An atomic state-space algorithm makes progress in one way only, what is it?
A CSP algorithm has choices! It can choose a new variable to assign, or do a type of inference called constraint propagation, using the constraints to reduce the number of legal values a variable can have (which can then reduce further the legal values for other variables).
It does this to reduce the choices for further assignment (making search easier).
When can this search be done?
The idea is local consistency, if each variable is a node and each constraint an edge, by enforcing consistency, inconsistent values will be eliminated throughout the graph.
A variable is node consistent if all the values in the domain satisfy the unary constraints. (South Wales)
A graph is node consistent if every node is node consistent.
Since it’s possible to reduce any \(n\)-airy graph to a binary one, many solvers only work with binary constraints, expecting the user to reduce the problem ahead of time (we’ll take this assumption going forward)
A variable is arc-consistent if every value in its domain satisfy the variables binary constraints.
Put another way, variables are arc-consistent with each other if both have some value in their domain that satisfies the binary constraint. Example
This can assist in some problems (like some number problems) but not others (like the map coloring problem) Why?
Consider the map-coloring problem. What if we try to color Australia with only two colors, red and blue.
Does arc-consistency help here?
Does this problem have a solution?
To make progress on map coloring problems, we need a stronger idea of consistency.
Path consistency tightens binary constraints by using implicit constraints inferred by looking at triples of variables.
A two variable set \(\{X_i,X_j\}\) is path-consistent with respect to a third variable \(X_m\) if, for every assignment \(\{X_i=a,X_j=b\}\) consistent with any relevant constraints, there is also an assignment to \(X_m\) that satisfies the constraints on \(\{X_i,X_m\}\) and \(\{X_m,X_j\}\) (as if there was a path between \(X_i\) and \(X_j\) with \(X_m\) in the middle.
Let’s apply this to the Australia map problem! What do we learn?
A CSP is \(k\)-consistent if, for any set of \(k-1\) variables, and for for any consistent assignment to those variables, a consistent value can always be assigned to the \(k\)th variable.
1-consistency says, given an empty set, we can make any set of one variable consistent (what is this called?)
What about 2-consistency?
3-consistency?
A CSP is strongly k-consistent if it is \(k\)-consistent and also (\(k-1\))-consistent, (\(k-2\))-consistent, … down to 1-consistent.
If we have a CSP which has \(n\) nodes and make it strongly \(n\)-consistent, then we solve the problem by finding a valid value for each variable \(X_i\), only needing to search through the \(d\) values in the domain. With the total runtime being \(O(n^2d)\).

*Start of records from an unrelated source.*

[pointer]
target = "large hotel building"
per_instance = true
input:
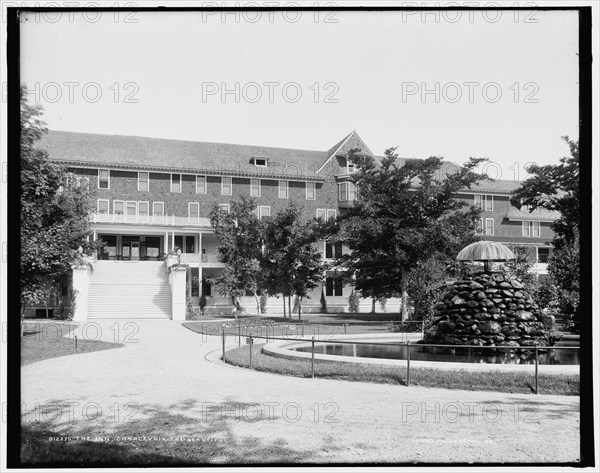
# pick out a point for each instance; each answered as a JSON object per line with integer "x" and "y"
{"x": 152, "y": 196}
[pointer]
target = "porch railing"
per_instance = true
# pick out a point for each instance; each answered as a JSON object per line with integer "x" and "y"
{"x": 163, "y": 220}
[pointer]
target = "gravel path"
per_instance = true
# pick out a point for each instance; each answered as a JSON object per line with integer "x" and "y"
{"x": 166, "y": 374}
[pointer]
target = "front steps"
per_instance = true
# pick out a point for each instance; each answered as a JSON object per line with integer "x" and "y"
{"x": 129, "y": 290}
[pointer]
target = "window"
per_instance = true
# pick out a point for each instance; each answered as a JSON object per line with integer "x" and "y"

But… constraint satisfaction is NP-complete in general, and any algorithm for finding \(n\)-consistency must take exponential \(n\) time in the worst case. Worse, it also requires space exponential in \(n\).
Really, we just have to observe and find an appropriate level of consistency checking, 2-consistency is common, 3-consistency less so…

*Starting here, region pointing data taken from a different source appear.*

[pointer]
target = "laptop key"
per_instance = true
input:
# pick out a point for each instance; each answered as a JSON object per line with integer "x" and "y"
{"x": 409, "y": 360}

Global constraints are common and are solvable by special-purpose algorithms.
Consider \(AllDiff\), what would be a possible algorithm for deciding \(AllDiff\)?
Map example
Another higher-order constraint is a resource constraint sometimes called the \(AtMost\) constraint.
For large resource-constrained problems (like mass logistics), it’s impractical to represent domains as lists of integers, instead domains are represented as upper and lower bounds, and are adjusted by bounds propagation
A Sudoku and its solution
What happens when we finish our constraint propagation and we still have variables with multiple possible values?
Search!
Specifically, we’ll focus on solutions with partial assignemnts (complete comes later)
Think for a moment how a standard depth-limited search (as in Ch. 3) could solve CSPs…
For a CSP with \(n\) variables, of domain size \(d\), all the solution nodes are at depth \(n\)
However, our branching factor (at the top level) is \(nd\), because we can assign any of the \(d\) values can be assigned to \(n\) variables.
Therefore… the branching factor is \((n-1)d\)… and so on for \(n\) levels… doesn’t this look grim?
How many levels does the tree have?
Well, CSPs are commutative, which means what?
Taking this into account, we should only ever consider a single variable at each node…
Which takes us back to a \(d^n\) number of leaves, as we would hope
Backtracking Pseudocode
Partial Australia Search
Notice, we’re not keeping different representations of the solution, we’re modifying it as we go.
When we did tree-search in Chapter 3, we had to use domain-specific heuristics
Now, we can make our search more efficient using domain-independent heuristics!
Which variable should be assigned next \((SelectUnassaginedValue)\), and in what order should its values be tried \((OrderDomainValues)\)
What inferences should be performed at each step in the search \((Inference)\)
Can we \(Backtrack\) more than one step (when appropriate)?
Can we save and reuse partial results from the search?